Playwright Stephen Karam has been winning accolades and his new work, The Humans, makes clear what the fuss is about. This is a comedy-drama that achieves both sides of the equation in a production skillfully directed by Joe Mantello.
Brigid (Sarah Steele), and her boyfriend, Rich (Arian Moayed), have just moved into a duplex apartment in a tenement building in Chinatown. Her parents, Erik (Reed Birney) and Deirdre (Jayne Houdyshell) come from Scranton, Pennsylvania for Thanksgiving dinner, with their other daughter (a lesbian lawyer with colitis, facing problems on the job as well as a failed romance), played by Cassie Beck and Erik’s mother (who is in a wheelchair and suffers from dementia) (played by Lauren Klein).
The play is suffused with humor and sadness even if the ending is a bit of a letdown. For those who want to see a compelling new American play, this should be on your shortlist.
Richard Greenberg has written brilliant plays (such as Take Me Out), enjoyable ones (e.g., The Assembled Parties) but sometimes he strikes out. Our Mother’s Brief Affair starts out pleasantly enough but then takes a desperately wrong turn. To put it bluntly, this is a memory play you might not want to remember.
The play’s greatest asset is its star, Linda Lavin as the mother in question. She plays a Long Island housewife named Anna, who has two adult children: the twins Seth and Abby.
She is on her deathbed and reveals a love affair she had many years earlier and the scenes between her and her lover are reenacted on stage. It’s when the man’s identity is revealed that a real life incident from the Cold War is thrown into the mix, fodder for some cheap jokes.
Greenberg has not forgotten how to write witty dialogue but, in this instance, he has failed to work it into a coherent play. Lavin is delightful but neither she nor director Lynne Meadow can save Our Mother’s Brief Affair.
Hughie is a revival of a minor work by Eugene O’Neill. A two character play, running about one hour without intermission, it’s mostly a monologue. The title character (a hotel clerk) has died before the action begins. In a decaying Manhattan hotel (a wonderful set by Christopher Oram), a broken down gambler named Erie Mills speaks to Hughie’s replacement about the deceased. When the play begins, Mills is returning from a five-day drinking binge he went on when his friend died.
Hughie was a family man and Mills is an outsider, a braggart who spins tales about his exploits with women and his occasional good luck at the track.

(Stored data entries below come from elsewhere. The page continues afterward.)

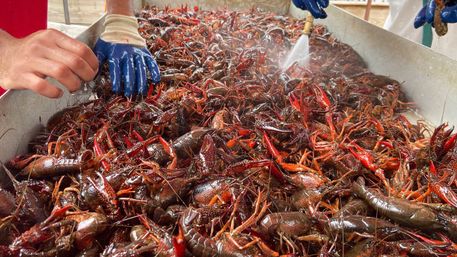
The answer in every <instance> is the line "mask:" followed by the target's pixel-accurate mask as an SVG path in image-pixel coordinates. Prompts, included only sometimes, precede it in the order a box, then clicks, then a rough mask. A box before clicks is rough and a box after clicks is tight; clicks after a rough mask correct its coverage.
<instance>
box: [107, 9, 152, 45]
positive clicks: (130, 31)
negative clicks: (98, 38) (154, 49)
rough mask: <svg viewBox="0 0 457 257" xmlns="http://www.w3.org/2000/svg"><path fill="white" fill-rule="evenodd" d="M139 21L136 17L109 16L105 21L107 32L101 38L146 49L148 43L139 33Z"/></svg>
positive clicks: (124, 16)
mask: <svg viewBox="0 0 457 257" xmlns="http://www.w3.org/2000/svg"><path fill="white" fill-rule="evenodd" d="M138 27H139V25H138V21H137V19H136V18H135V17H134V16H126V15H119V14H108V15H107V16H106V19H105V31H104V32H103V33H102V35H101V36H100V38H101V39H102V40H103V41H106V42H110V43H118V44H129V45H135V46H138V47H145V46H146V41H145V40H144V38H142V37H141V35H140V33H139V32H138Z"/></svg>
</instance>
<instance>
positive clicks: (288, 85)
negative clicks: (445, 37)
mask: <svg viewBox="0 0 457 257" xmlns="http://www.w3.org/2000/svg"><path fill="white" fill-rule="evenodd" d="M138 16H139V18H138V19H139V22H140V33H141V34H142V36H144V37H145V38H146V40H147V44H148V47H149V49H150V50H151V52H152V53H154V55H155V58H156V60H157V62H158V63H159V66H160V69H161V74H162V81H161V82H160V83H159V84H157V85H151V86H150V90H149V92H148V94H147V95H146V96H143V97H138V98H134V99H132V98H125V97H122V96H117V95H113V94H112V93H110V82H109V76H108V75H107V72H106V71H105V73H104V74H102V76H101V78H99V81H98V85H99V86H98V87H97V88H96V89H95V91H94V98H93V99H91V100H90V101H88V102H85V103H82V104H79V105H77V106H73V107H69V108H67V109H65V110H63V111H60V112H59V113H57V114H55V115H54V116H53V117H52V118H51V119H50V120H49V122H48V123H47V125H46V126H45V128H43V130H42V132H41V133H40V134H39V135H37V136H36V138H35V139H34V140H32V141H31V142H30V143H29V146H30V147H29V148H30V151H29V153H28V154H26V155H22V156H18V157H16V158H14V159H13V160H11V161H9V162H8V163H6V164H5V165H3V166H4V172H2V173H4V174H6V175H7V176H6V175H5V176H6V178H8V179H7V180H6V181H8V182H10V183H9V184H8V183H3V184H2V188H0V215H1V218H2V220H1V223H0V253H1V254H0V255H1V256H42V257H44V256H69V255H71V256H100V255H102V256H119V257H122V256H124V257H126V256H176V257H182V256H198V257H210V256H224V257H231V256H233V257H240V256H454V255H456V254H457V245H456V244H455V242H457V195H456V193H455V190H456V187H457V180H456V172H455V167H457V166H456V165H457V148H456V146H455V145H456V137H457V134H452V129H451V128H449V127H448V126H447V125H441V126H439V127H437V128H436V129H434V130H432V129H429V128H428V127H427V126H426V125H425V123H423V122H414V123H412V122H410V121H409V120H408V119H407V118H406V117H405V113H406V112H407V111H411V109H412V108H413V105H412V104H411V103H408V102H407V100H406V98H405V96H404V95H403V93H402V92H401V91H400V84H399V83H398V82H397V81H395V80H392V79H389V78H387V77H385V76H379V75H375V74H373V73H371V72H370V71H369V70H368V68H367V66H366V64H365V63H364V62H363V60H362V59H361V57H360V56H359V55H358V54H357V53H356V52H355V51H354V50H353V49H352V48H351V47H349V46H348V45H345V44H343V43H341V42H339V41H338V40H337V39H335V38H334V37H332V35H331V34H329V33H328V32H327V30H326V29H325V28H324V27H322V26H315V27H314V29H313V32H312V35H311V38H310V52H311V56H310V59H309V63H308V65H306V66H305V67H302V66H299V65H292V66H291V67H289V68H288V69H287V70H283V69H282V68H281V62H282V60H284V59H285V57H286V55H287V53H288V52H289V50H290V48H291V46H292V45H293V44H294V42H295V41H296V40H297V38H298V37H299V36H300V33H301V28H302V26H303V22H302V21H298V20H294V19H292V18H288V17H282V16H275V15H273V14H269V13H262V12H257V11H254V10H253V11H251V12H245V13H242V12H231V11H226V10H225V11H202V10H198V8H193V9H188V8H186V7H182V8H177V9H169V8H168V9H164V10H160V9H158V8H155V7H146V8H145V9H143V10H142V11H141V12H140V13H139V15H138ZM3 182H5V181H3ZM456 256H457V255H456Z"/></svg>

He was attracted to Hughie because he was able to pass himself off as a success to the gullible fellow. In Mills’ words, “[I]f every guy along Broadway who kids himself was to drop dead there wouldn’t be nobody left.”
Forest Whitaker makes his long awaited Broadway debut as Mills and the always excellent Frank Wood is the hotel clerk who is a good listener. The estimable Michael Grandage directed, but the play somehow feels less haunted than the set. Hopefully, Whitaker will return in a work that is better geared to his talents.